スティーブンスは南フロリダで生まれ、ジュニア時代はこの大会が行われているキー・ビスケーンで練習し、住まいはほど近いフォートローダーデールにある。そんな彼女は、来年大会がマイアミ・ドルフィンズのスタジアムへ移る前に優勝したいと思っていた。

スティーブンスは何度もロングラリーを続けてディフェンスに徹し、オスタペンコからミスを引き出して勝利をもぎ取った。ウィナーの数では、オスタペンコがスティーブンスの6本に対して25本と圧倒したが、アンフォーストエラーはスティーブンスの21本に対してオスタペンコは48本だった。

昨年9月、スティーブンスは大方の予想を裏切って「全米オープン」で優勝したが、その後は2018年の最初の2試合も含めて8試合連続で負けを喫した。

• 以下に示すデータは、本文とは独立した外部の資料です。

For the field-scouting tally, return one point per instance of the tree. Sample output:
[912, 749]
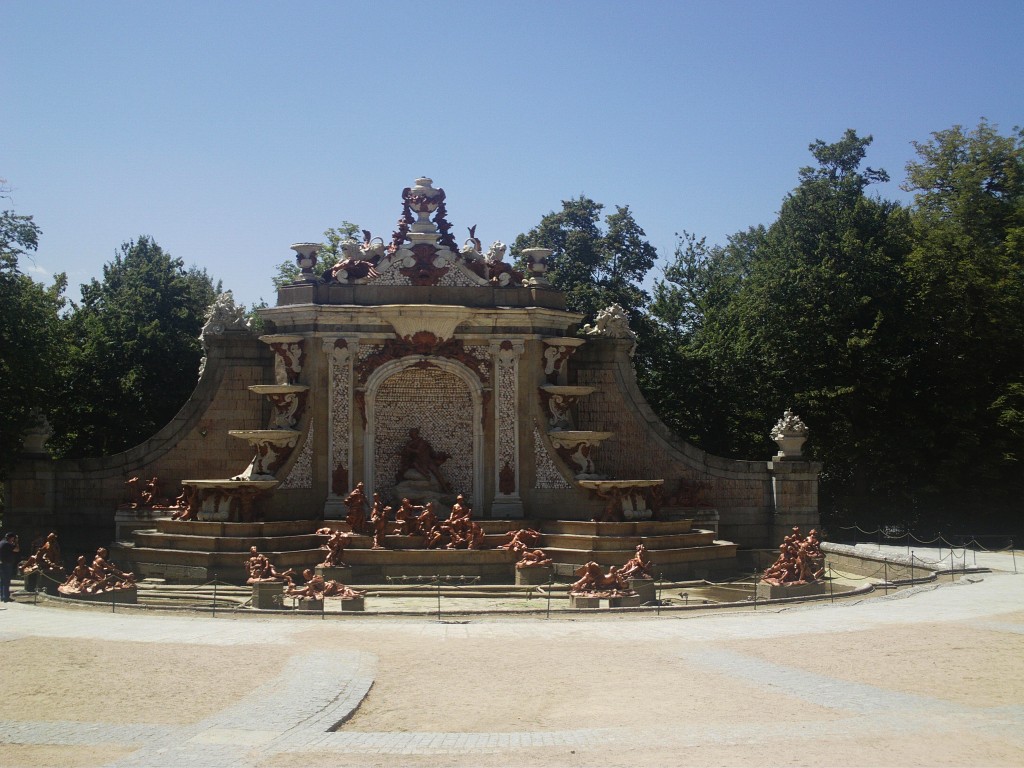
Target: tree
[134, 350]
[329, 254]
[967, 275]
[30, 335]
[594, 266]
[806, 313]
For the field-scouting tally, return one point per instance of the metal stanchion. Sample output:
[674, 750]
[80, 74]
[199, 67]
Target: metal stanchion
[438, 579]
[551, 584]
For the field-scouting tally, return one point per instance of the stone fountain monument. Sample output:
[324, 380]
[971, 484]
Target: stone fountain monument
[423, 370]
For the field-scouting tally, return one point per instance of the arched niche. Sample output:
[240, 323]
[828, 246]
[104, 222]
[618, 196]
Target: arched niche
[440, 397]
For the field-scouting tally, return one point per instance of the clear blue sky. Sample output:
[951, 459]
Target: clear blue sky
[229, 130]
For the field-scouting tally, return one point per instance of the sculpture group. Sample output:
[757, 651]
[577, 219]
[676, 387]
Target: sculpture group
[800, 560]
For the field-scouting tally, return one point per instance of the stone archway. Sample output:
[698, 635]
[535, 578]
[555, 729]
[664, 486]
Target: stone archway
[442, 399]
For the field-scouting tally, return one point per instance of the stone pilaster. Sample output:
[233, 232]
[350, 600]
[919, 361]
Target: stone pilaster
[508, 502]
[341, 354]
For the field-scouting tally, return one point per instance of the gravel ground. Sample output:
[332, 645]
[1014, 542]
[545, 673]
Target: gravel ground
[929, 676]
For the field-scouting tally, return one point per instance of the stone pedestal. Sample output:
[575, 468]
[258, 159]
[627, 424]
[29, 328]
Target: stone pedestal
[532, 576]
[268, 595]
[795, 496]
[584, 601]
[353, 603]
[766, 591]
[644, 588]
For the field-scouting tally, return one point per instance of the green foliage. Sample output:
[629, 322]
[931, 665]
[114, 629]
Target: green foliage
[967, 272]
[594, 266]
[30, 335]
[134, 350]
[896, 333]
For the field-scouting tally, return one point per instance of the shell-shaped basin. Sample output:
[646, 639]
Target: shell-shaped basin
[278, 388]
[272, 436]
[567, 391]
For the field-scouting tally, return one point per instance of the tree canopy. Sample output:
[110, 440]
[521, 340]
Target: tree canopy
[593, 264]
[30, 334]
[134, 350]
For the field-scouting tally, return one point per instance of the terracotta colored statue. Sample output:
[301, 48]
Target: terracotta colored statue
[800, 560]
[521, 539]
[47, 559]
[378, 521]
[316, 589]
[418, 455]
[187, 504]
[639, 566]
[594, 582]
[427, 519]
[355, 503]
[531, 558]
[260, 568]
[100, 576]
[406, 518]
[335, 548]
[80, 581]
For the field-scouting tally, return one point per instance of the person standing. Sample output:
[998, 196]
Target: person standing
[8, 560]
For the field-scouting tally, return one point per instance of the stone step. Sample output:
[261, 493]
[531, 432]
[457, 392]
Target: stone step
[192, 543]
[716, 551]
[617, 543]
[293, 559]
[632, 528]
[238, 529]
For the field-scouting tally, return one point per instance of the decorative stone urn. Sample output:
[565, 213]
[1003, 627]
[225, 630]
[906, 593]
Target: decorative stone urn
[305, 257]
[537, 260]
[790, 433]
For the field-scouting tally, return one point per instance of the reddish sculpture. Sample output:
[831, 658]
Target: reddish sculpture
[407, 518]
[46, 560]
[101, 576]
[800, 560]
[335, 548]
[418, 455]
[316, 589]
[378, 521]
[594, 582]
[260, 568]
[639, 566]
[355, 503]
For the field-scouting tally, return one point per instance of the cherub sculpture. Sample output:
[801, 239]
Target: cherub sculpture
[639, 566]
[260, 568]
[594, 582]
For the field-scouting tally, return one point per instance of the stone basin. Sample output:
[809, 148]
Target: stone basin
[272, 436]
[278, 388]
[565, 390]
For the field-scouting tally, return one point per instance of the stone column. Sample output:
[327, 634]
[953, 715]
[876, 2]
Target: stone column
[795, 496]
[507, 501]
[341, 353]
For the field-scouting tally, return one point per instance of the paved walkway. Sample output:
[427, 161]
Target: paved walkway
[299, 715]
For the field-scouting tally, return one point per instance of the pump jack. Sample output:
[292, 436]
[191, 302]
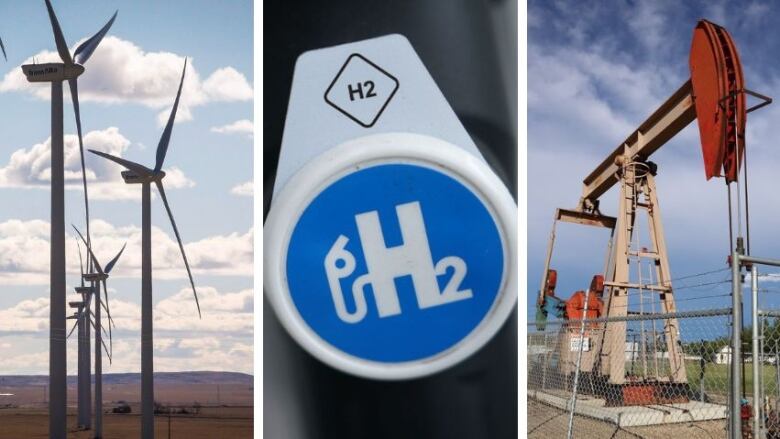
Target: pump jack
[715, 96]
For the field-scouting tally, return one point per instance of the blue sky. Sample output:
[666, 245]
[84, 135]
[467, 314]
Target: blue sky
[128, 88]
[596, 70]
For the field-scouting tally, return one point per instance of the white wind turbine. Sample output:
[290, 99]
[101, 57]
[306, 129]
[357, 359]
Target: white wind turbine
[139, 174]
[83, 320]
[56, 73]
[96, 278]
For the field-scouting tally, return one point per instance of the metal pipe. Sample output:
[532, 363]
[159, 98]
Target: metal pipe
[736, 335]
[57, 332]
[147, 361]
[761, 261]
[777, 376]
[757, 400]
[577, 368]
[98, 364]
[550, 244]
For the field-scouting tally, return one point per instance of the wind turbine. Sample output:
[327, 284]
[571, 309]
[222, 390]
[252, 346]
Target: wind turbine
[56, 73]
[139, 174]
[83, 321]
[97, 278]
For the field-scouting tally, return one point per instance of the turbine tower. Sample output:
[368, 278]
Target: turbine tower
[78, 315]
[98, 277]
[56, 73]
[83, 321]
[139, 174]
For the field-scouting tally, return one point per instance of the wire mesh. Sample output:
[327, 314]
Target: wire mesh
[631, 382]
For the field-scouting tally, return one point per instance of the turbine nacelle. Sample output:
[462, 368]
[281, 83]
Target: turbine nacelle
[131, 177]
[84, 290]
[52, 72]
[95, 277]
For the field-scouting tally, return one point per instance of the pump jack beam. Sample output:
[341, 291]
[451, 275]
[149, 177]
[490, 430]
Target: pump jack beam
[669, 119]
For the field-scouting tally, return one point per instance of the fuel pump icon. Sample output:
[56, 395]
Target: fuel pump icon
[412, 258]
[389, 247]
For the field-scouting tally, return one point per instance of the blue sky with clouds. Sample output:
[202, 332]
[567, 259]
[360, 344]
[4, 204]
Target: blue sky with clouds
[596, 70]
[125, 94]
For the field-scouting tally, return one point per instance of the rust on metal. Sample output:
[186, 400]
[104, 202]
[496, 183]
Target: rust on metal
[719, 99]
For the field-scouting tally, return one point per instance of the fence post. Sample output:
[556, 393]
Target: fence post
[702, 365]
[736, 335]
[757, 398]
[577, 367]
[777, 377]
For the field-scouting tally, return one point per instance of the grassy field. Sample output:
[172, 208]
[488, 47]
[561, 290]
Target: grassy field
[716, 378]
[222, 422]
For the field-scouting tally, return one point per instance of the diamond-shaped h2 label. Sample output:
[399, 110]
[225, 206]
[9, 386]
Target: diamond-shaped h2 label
[361, 90]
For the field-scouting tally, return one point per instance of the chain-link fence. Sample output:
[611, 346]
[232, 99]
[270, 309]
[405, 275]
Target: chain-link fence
[768, 364]
[658, 375]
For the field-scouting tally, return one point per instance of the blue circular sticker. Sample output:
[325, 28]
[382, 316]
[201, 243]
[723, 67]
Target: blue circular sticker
[395, 263]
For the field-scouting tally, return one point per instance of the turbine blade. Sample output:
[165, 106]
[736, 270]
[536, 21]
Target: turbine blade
[81, 263]
[112, 262]
[84, 51]
[178, 239]
[108, 313]
[74, 94]
[141, 170]
[89, 249]
[59, 39]
[162, 147]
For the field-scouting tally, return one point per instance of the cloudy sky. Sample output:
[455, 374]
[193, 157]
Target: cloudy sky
[125, 95]
[596, 70]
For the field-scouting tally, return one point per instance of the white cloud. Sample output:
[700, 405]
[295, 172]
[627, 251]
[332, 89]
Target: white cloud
[30, 315]
[24, 252]
[244, 189]
[227, 84]
[221, 341]
[31, 167]
[119, 71]
[243, 126]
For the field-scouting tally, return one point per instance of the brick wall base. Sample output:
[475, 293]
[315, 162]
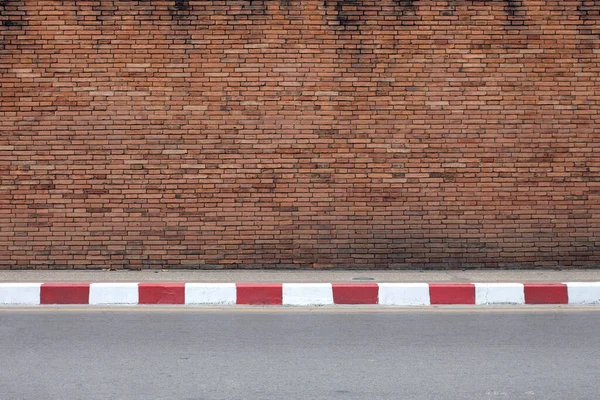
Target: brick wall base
[363, 134]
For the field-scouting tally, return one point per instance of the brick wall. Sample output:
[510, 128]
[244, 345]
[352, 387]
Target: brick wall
[287, 133]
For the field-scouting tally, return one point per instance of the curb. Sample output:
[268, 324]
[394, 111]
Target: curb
[299, 294]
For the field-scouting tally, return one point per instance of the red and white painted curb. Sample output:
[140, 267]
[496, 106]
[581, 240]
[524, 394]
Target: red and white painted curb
[300, 294]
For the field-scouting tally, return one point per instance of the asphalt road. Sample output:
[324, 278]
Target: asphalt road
[184, 353]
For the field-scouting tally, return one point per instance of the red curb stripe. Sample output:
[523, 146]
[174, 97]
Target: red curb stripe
[248, 293]
[446, 293]
[546, 293]
[367, 293]
[65, 293]
[161, 293]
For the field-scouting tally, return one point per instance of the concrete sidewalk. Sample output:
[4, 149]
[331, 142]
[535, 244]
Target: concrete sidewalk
[275, 276]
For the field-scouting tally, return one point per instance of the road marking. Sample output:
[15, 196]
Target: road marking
[266, 310]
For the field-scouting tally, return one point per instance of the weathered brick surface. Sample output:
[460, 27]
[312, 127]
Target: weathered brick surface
[297, 133]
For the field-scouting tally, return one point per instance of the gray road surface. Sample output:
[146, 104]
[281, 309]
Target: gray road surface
[162, 353]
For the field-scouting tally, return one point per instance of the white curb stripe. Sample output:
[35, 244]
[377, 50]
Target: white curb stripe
[20, 293]
[583, 292]
[404, 294]
[114, 293]
[307, 294]
[210, 293]
[499, 293]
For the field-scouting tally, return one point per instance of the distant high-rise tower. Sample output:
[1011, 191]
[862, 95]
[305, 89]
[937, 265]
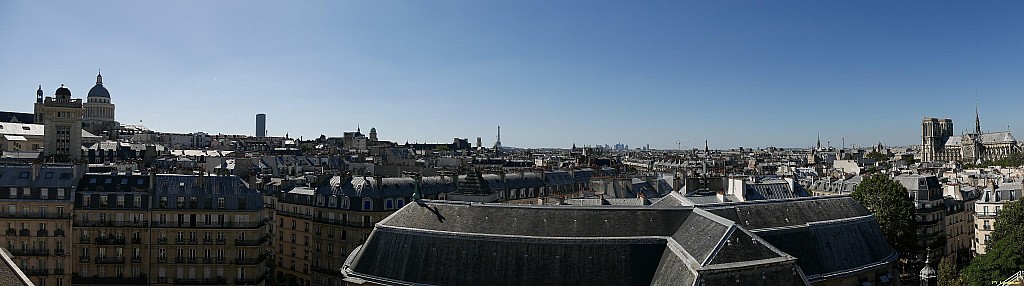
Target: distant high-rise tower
[261, 125]
[62, 127]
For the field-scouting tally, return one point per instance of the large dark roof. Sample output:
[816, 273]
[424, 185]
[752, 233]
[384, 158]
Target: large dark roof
[773, 242]
[829, 236]
[467, 244]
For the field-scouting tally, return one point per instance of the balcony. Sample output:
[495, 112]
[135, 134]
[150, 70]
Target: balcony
[110, 260]
[141, 280]
[251, 261]
[229, 225]
[30, 252]
[212, 260]
[341, 222]
[295, 214]
[201, 281]
[110, 241]
[34, 215]
[118, 223]
[253, 242]
[335, 273]
[252, 281]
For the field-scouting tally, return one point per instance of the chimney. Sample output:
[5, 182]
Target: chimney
[199, 179]
[455, 182]
[153, 178]
[36, 167]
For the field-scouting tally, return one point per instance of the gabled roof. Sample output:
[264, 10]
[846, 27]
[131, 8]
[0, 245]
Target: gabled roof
[449, 243]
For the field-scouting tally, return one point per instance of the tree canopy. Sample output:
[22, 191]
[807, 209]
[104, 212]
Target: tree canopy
[1005, 254]
[889, 201]
[947, 273]
[878, 156]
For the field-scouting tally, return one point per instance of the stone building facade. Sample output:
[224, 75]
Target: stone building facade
[37, 210]
[939, 144]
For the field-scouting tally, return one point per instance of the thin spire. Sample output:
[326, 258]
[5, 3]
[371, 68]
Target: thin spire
[977, 120]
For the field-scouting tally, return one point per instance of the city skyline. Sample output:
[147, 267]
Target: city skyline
[551, 74]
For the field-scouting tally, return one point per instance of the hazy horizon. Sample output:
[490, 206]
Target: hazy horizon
[551, 74]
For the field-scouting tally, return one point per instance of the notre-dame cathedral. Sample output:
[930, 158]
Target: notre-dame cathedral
[939, 144]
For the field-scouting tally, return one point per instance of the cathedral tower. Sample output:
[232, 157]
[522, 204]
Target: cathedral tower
[62, 124]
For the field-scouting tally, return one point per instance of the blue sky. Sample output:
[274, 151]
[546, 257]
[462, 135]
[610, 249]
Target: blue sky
[551, 73]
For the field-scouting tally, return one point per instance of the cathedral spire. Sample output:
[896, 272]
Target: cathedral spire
[977, 121]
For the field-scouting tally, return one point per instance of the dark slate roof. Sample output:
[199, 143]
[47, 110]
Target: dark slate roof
[384, 187]
[772, 189]
[17, 117]
[467, 244]
[233, 190]
[10, 274]
[558, 178]
[48, 175]
[829, 236]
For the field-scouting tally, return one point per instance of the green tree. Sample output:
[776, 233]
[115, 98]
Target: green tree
[1005, 254]
[889, 201]
[948, 273]
[878, 156]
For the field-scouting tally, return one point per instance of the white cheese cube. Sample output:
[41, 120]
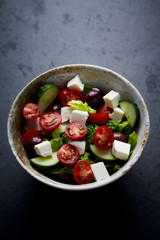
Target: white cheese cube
[66, 113]
[121, 150]
[43, 149]
[62, 127]
[81, 116]
[112, 99]
[99, 171]
[80, 145]
[117, 114]
[34, 124]
[75, 84]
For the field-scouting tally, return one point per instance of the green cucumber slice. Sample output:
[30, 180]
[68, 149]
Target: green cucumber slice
[131, 111]
[45, 96]
[102, 155]
[45, 162]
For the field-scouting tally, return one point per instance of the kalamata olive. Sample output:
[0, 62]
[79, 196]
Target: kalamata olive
[119, 136]
[94, 98]
[54, 108]
[30, 146]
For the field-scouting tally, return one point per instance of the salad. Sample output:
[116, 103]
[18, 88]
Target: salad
[78, 134]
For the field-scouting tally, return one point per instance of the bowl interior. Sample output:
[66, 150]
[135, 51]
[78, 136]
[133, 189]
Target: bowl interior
[104, 79]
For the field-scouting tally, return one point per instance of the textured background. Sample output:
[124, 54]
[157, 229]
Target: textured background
[42, 34]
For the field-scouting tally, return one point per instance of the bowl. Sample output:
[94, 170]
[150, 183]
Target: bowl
[101, 77]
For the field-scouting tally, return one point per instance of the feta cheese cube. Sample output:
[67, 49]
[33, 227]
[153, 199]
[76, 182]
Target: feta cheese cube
[80, 145]
[117, 114]
[112, 99]
[75, 84]
[43, 149]
[66, 113]
[121, 150]
[81, 116]
[34, 124]
[99, 171]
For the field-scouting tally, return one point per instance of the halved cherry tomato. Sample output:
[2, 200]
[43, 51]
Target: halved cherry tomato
[50, 121]
[76, 130]
[31, 111]
[71, 95]
[82, 172]
[68, 154]
[103, 108]
[30, 134]
[103, 137]
[98, 118]
[63, 91]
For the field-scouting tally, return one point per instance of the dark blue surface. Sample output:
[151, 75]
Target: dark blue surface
[121, 35]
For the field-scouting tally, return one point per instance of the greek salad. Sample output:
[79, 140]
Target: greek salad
[78, 134]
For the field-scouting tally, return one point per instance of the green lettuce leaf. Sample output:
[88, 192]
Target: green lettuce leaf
[132, 139]
[56, 141]
[79, 105]
[88, 138]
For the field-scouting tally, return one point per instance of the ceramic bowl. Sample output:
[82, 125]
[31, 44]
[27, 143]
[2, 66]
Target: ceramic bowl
[101, 77]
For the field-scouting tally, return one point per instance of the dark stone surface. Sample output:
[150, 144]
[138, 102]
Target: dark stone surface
[121, 35]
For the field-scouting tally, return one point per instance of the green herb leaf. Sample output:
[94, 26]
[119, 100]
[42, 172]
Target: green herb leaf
[79, 105]
[57, 141]
[132, 139]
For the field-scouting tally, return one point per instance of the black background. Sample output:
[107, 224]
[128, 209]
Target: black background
[42, 34]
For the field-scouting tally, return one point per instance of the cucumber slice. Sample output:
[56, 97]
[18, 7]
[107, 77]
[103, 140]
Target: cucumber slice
[102, 155]
[131, 111]
[46, 95]
[45, 162]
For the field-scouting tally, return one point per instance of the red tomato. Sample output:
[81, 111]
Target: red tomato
[30, 134]
[68, 154]
[71, 95]
[103, 137]
[31, 111]
[103, 108]
[63, 91]
[98, 118]
[76, 130]
[82, 172]
[50, 121]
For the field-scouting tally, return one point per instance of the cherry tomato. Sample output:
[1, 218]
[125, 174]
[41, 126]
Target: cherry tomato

だがこの大会でスランプを脱し、決勝での成績を未だ負けなしの6勝0敗に伸ばした。来週は初めてトップ10入りを果たして世界ランク9位になることが決まっている。

「信じられない」とスティーブンスは言う。「以前のようにやれれば、自分は大丈夫だとわかっていた。まさかここでタイトルを取れるとは思っていなかった。自分の望むテニスを取り戻したいだけだった」。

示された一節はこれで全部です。